Global upper bounds for portfolio set, returned as vector for a `Portfolio`, `PortfolioCVaR`, or `PortfolioMAD` input object (`obj`).

Indicator for whether portfolio set is empty (`[]`), bounded (`true`), or unbounded (`false`), returned as a logical.

### Note

By definition, any portfolio set must be nonempty and bounded:

• If the set is empty, `isbounded` = `[` `]`.

• If the set is nonempty and unbounded, `isbounded` = `false`.

• If the set is nonempty and bounded, ```isbounded ``` = `true`.

• If the set is empty, `glb` and `gub` are set to `NaN` vectors.

An `isbounded` value is returned for `Portfolio`, `PortfolioCVaR`, or `PortfolioMAD` input object (`obj`).

## Tips

• You can also use dot notation to estimate the global lower and upper bounds for a given set of portfolios.

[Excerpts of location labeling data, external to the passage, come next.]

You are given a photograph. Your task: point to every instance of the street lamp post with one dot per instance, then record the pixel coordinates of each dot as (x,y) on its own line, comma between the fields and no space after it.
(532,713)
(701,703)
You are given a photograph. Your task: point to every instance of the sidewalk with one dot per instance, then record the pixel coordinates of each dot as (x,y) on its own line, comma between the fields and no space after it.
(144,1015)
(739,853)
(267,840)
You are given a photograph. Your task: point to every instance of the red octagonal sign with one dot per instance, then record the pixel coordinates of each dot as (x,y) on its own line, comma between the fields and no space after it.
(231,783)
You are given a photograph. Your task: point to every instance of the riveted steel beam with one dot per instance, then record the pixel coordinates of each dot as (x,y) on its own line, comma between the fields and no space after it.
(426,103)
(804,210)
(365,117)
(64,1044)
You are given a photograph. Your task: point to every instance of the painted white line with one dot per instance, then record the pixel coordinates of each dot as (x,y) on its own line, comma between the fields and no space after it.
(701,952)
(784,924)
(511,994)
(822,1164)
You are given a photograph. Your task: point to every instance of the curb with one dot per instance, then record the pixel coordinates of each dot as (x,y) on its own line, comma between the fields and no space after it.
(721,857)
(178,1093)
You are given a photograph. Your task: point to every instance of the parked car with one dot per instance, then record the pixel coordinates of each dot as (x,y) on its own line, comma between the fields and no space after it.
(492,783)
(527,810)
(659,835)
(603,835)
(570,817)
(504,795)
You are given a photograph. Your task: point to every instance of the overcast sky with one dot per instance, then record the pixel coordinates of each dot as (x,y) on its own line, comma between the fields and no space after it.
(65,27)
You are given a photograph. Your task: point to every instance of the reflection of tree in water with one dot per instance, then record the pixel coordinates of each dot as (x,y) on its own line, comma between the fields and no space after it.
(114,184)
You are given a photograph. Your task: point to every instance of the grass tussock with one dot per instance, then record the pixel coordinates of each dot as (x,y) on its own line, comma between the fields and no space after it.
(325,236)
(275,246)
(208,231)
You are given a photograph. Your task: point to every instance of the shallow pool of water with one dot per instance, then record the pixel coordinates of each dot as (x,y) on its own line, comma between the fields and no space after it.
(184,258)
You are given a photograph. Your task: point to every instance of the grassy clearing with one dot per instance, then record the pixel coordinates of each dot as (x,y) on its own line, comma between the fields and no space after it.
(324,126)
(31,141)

`[glb, gub, isbounded] = obj.estimateBounds;`

• Estimated bounds are accurate in most cases to within `1.0e-8`. If you intend to use these bounds directly in a portfolio object, ensure that if you impose such bound constraints, a lower bound of `0` is probably preferable to a lower bound of, for example, `1.0e-10` for portfolio weights.